Pay Czar Approves Retention Pay Raise for AIG Executive

By | December 28, 2009

A top executive of American International Group Inc. has been granted a $4.3 million pay-package bump by the troubled insurance giant’s majority owner — the U.S. government — because the executive has decided to remain with the company.

Kenneth Feinberg, the Obama administration’s pay czar, approved an AIG request to grant the executive a long-term compensation package that includes stock options with a current value of $3.26 million and an additional incentive award of up to $1 million. The package comes on top of the executive’s 2009 base salary of $450,000.

In a letter released by the Treasury Department, Feinberg said he was granting the request so that the executive’s long-term compensation package would be comparable to those already granted to AIG’s other top 25 executives. The executive had been planning to leave the company and had not been granted long-term compensation benefits.

Treasury, citing privacy restrictions, refused to reveal the executive’s name and an AIG spokesman said the company would not disclose it either.

AIG has been a focus of taxpayer outrage over executive bonuses after it was revealed that the insurer, based in New York, would pay millions of dollars in bonuses to employees of the division whose trading in complex financial instruments had brought the company to the brink of collapse. The government provided up to $182 billion to stabilize AIG and as a result the Treasury Department holds a nearly 80 percent stake in the company.

In granting the request for an expanded compensation package, Feinberg said it was appropriate “to ensure that the employee contributes to AIG’s long-term success and, ultimately, AIG’s ability to repay taxpayers.”

The companies under Feinberg’s jurisdiction have argued that the strict pay restrictions have made it harder for them to retain and attract top talent.

Feinberg has set pay restrictions for AIG and other companies receiving the largest amounts of support from the government’s $700 billion bailout fund.

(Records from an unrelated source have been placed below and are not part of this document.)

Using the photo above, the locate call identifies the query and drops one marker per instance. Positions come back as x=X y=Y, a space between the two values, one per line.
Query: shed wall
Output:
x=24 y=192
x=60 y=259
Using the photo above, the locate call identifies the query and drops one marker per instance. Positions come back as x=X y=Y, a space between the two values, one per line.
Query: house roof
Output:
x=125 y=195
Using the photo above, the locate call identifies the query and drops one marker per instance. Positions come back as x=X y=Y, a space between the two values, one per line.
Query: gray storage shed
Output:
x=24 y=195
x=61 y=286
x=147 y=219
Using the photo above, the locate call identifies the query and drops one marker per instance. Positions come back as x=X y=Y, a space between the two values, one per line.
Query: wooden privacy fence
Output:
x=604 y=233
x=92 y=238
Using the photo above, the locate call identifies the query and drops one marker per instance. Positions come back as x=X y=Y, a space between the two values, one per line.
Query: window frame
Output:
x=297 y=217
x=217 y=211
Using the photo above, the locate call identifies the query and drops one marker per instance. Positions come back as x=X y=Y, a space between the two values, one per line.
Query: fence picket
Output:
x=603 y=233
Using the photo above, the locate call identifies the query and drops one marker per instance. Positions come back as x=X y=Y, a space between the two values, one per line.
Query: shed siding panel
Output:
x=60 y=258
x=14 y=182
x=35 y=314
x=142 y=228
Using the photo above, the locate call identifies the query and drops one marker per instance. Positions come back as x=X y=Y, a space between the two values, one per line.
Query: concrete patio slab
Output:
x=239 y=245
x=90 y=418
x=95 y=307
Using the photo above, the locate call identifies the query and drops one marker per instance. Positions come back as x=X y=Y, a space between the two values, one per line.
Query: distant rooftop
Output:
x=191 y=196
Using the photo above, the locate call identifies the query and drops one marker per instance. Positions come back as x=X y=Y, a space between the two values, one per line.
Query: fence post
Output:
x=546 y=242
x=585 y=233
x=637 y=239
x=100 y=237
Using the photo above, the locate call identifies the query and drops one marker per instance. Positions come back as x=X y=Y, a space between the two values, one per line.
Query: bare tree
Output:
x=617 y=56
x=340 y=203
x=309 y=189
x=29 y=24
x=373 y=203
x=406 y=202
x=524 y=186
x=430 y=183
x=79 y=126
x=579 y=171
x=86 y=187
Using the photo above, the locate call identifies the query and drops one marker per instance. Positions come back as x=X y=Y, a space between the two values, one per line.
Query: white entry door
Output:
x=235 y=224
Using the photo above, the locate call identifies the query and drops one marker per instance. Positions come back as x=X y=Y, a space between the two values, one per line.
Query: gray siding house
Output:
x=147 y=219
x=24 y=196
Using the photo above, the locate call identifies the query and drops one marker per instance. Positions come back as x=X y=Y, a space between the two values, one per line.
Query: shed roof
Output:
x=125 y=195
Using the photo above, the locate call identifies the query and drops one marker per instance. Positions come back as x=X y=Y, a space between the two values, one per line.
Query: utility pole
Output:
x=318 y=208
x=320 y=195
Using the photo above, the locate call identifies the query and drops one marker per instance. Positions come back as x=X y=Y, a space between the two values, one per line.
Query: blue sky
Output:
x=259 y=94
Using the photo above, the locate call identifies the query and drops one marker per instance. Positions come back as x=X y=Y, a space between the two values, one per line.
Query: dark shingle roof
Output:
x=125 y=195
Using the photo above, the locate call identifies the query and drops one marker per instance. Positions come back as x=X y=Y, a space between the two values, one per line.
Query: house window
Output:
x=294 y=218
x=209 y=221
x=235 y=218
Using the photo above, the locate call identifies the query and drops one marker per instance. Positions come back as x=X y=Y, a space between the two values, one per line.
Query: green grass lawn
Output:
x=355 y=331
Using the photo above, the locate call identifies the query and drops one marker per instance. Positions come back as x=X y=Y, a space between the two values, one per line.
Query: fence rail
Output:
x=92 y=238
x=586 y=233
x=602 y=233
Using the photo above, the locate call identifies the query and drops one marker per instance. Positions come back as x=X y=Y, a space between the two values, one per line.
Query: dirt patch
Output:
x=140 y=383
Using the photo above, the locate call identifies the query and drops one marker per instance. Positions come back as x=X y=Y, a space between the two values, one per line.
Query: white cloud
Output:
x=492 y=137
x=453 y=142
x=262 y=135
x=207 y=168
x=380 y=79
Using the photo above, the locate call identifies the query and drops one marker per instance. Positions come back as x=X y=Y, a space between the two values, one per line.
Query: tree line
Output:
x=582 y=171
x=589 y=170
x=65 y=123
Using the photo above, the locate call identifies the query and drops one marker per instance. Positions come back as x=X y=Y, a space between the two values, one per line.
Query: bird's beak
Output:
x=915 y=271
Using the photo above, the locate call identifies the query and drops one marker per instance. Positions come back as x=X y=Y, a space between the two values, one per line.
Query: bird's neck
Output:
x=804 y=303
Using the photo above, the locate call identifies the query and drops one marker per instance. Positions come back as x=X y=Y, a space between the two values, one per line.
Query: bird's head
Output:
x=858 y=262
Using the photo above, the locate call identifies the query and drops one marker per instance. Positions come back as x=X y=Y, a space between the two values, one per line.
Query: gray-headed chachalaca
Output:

Many banks have scrambled to pay back their government assistance to escape the pay restrictions.

In a separate ruling, Feinberg said he was amending the pay restrictions for Citigroup Inc. to expand the number of executives covered by special overseas living allowances to five instead of four.

In October, Feinberg ruled that companies receiving exceptional assistance from the bailout program, known as the Troubled Asset Relief Program, would have the cash salaries for the top 25 highest-paid executives limited in most cases to $500,000 with additional compensation required to be paid in company stock that cannot be redeemed until beginning in 2011.

Feinberg sought through the stock compensation to better tie executives’ performances to the long-term fortunes of their companies.